Stories and Texts for Nothing
by Samuel Beckett
Grove, 140 pp., $5.00
“There were not many steps. I had counted them a thousand times, both going up and coming down, but the figure has gone from my mind. I had never known whether you should say one with your foot on the sidewalk, two with the following foot on the first step, and so on, or whether the side-walk shouldn’t count. At the top of the steps I fell foul of the same dilemma….” No one who has read any of Beckett’s works will be surprised to find that the first story in the latest term of the series begins with such desperate mathematics, presumably an emblem of the incommensurability of experience, as the permutations of Murphy’s biscuits and Molloy’s stones are emblems of the limit of human possibilities.
To enumerate Beckett’s texts and to locate them in time and space is almost as difficult as counting the steps of the workhouse from which his hero is being expelled. This rather small book contains three short stories, “The Expelled,” “The Calmative,” and “The End,” and thirteen monologues or “Texts for Nothing.” They were first written in French, the stories in 1945, the monologues in 1950; the stories look like preliminary sketches for Molloy and Malone Dies, and the monologues like continuations of The Unnamable. Together they were first published as Nouvelles et textes pour rien, Paris 1955; this Grove Press edition is wrong about that date and also in stating that “The End” originally appeared in Evergreen Review. Before that it had appeared in Merlin (Vol. II, No. 3, 1954), an American little magazine printed in Paris. It was translated into English by Richard Seaver “in collaboration with the author”; a comparison shows that the underlying French text was heavily revised before publication, and that the English text has also been heavily revised for this edition. The changes are of course of obscure significance: for example, “on peut se branler jusqu’à la cinquantaine, et même bien au-delà, mais cela finit par être une simple habitude,” muses the old man in “The End” who prefers scratching: this becomes in Merlin “up to the age of forty” and in this edition “up to the age of seventy”; one is not to see a note of optimism in the latest version.

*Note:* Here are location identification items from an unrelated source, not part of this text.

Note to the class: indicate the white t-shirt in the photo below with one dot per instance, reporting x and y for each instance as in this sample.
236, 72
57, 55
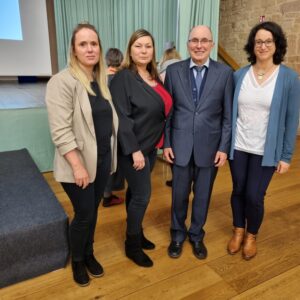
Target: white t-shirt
253, 112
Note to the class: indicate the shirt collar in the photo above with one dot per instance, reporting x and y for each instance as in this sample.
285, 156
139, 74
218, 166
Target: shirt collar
192, 64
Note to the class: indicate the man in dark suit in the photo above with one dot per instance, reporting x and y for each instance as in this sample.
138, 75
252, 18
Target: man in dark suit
197, 136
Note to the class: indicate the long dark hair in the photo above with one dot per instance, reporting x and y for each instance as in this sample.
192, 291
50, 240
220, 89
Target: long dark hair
279, 39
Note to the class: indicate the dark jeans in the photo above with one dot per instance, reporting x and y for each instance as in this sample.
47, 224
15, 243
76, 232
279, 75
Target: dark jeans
250, 182
139, 190
85, 204
116, 182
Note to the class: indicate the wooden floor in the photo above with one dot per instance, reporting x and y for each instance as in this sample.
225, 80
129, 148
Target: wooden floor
273, 274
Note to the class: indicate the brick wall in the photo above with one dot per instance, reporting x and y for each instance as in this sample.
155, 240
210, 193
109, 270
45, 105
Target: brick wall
237, 17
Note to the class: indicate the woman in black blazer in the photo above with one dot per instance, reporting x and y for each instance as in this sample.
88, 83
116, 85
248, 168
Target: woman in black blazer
142, 105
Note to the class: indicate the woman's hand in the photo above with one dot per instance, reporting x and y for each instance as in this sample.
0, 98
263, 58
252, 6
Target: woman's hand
169, 155
282, 167
81, 176
138, 160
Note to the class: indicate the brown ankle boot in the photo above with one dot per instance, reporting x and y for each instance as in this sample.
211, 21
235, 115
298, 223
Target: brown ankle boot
249, 248
236, 240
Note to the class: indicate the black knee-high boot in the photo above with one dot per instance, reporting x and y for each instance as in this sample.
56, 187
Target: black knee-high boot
134, 251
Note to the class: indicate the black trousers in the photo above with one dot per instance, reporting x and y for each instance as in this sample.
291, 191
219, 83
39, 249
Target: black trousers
139, 190
184, 178
250, 183
85, 204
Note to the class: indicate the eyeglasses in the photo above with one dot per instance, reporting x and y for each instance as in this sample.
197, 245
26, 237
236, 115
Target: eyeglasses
268, 43
196, 42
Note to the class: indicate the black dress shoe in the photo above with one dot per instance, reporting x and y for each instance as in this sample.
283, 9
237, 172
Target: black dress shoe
175, 249
199, 249
93, 266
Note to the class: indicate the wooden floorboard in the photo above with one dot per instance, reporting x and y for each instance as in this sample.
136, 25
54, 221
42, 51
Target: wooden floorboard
273, 274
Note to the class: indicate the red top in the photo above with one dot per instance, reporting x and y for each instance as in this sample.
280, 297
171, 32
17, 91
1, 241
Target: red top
159, 89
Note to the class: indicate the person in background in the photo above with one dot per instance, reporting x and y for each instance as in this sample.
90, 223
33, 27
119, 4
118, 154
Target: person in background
170, 57
264, 128
142, 104
116, 182
83, 125
197, 136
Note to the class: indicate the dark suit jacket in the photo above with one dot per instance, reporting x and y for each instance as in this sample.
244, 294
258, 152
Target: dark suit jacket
201, 130
141, 112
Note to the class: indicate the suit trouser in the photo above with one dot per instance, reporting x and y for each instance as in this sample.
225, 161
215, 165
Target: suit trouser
202, 179
139, 190
250, 183
85, 204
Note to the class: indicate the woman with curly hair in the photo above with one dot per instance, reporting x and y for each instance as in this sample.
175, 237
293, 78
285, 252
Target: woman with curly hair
265, 120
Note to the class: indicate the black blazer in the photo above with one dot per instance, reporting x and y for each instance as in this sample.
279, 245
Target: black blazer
141, 112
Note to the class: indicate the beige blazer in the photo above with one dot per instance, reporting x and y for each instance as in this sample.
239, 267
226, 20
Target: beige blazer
72, 126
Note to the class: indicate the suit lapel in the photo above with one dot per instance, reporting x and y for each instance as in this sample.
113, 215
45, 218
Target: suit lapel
212, 77
154, 95
184, 75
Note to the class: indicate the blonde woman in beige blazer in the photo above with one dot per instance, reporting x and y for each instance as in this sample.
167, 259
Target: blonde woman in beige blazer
83, 125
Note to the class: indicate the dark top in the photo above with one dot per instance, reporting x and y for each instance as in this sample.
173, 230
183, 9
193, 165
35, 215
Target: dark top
102, 117
141, 112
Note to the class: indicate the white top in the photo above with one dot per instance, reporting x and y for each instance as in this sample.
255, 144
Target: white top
253, 112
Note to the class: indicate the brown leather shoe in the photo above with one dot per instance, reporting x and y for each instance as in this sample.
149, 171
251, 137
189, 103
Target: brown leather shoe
249, 248
236, 240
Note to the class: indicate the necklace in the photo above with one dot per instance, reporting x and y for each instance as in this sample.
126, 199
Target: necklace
260, 75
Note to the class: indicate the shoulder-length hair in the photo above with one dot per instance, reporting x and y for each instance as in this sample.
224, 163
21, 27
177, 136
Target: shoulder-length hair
128, 62
278, 37
99, 69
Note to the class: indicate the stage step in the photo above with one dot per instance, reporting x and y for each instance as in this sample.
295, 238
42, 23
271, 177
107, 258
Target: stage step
33, 224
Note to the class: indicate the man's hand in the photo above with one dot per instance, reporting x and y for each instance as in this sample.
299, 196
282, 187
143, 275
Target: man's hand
138, 160
169, 155
220, 159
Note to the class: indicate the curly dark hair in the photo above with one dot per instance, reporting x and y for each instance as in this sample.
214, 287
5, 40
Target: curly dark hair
279, 39
113, 57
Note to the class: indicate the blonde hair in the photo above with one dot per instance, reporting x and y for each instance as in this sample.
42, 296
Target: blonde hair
170, 54
99, 69
128, 62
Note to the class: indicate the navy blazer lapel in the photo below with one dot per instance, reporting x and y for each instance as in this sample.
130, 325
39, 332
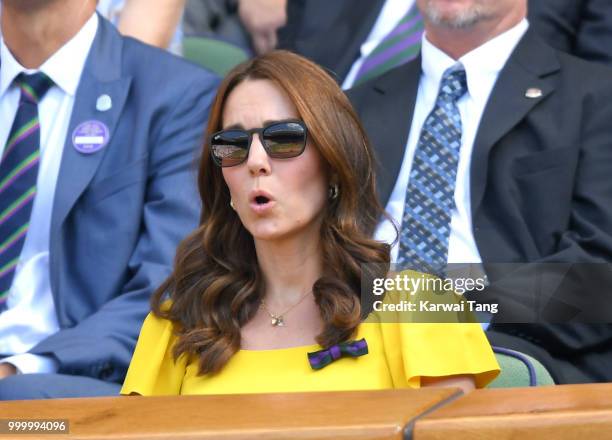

This is the first American edition; the first English one to include this material was published by Calder and Boyars this year under the title of No’s Knife, Collected Shorter Prose 1947-1966 (another error in dating). This I suppose means the cutting edge of negativity, but it could also stand for Beckett’s pruning-knife, which has recently left very little for the press. The English edition also includes “From An Abandoned Work” (written in 1957 for the BBC) and three fragments or “Residua,” called “Enough,” “Imagination Dead Imagine,” and “Ping” (written 1965-66). The American edition might as well have put all these pieces in, as they total only twenty-five pages.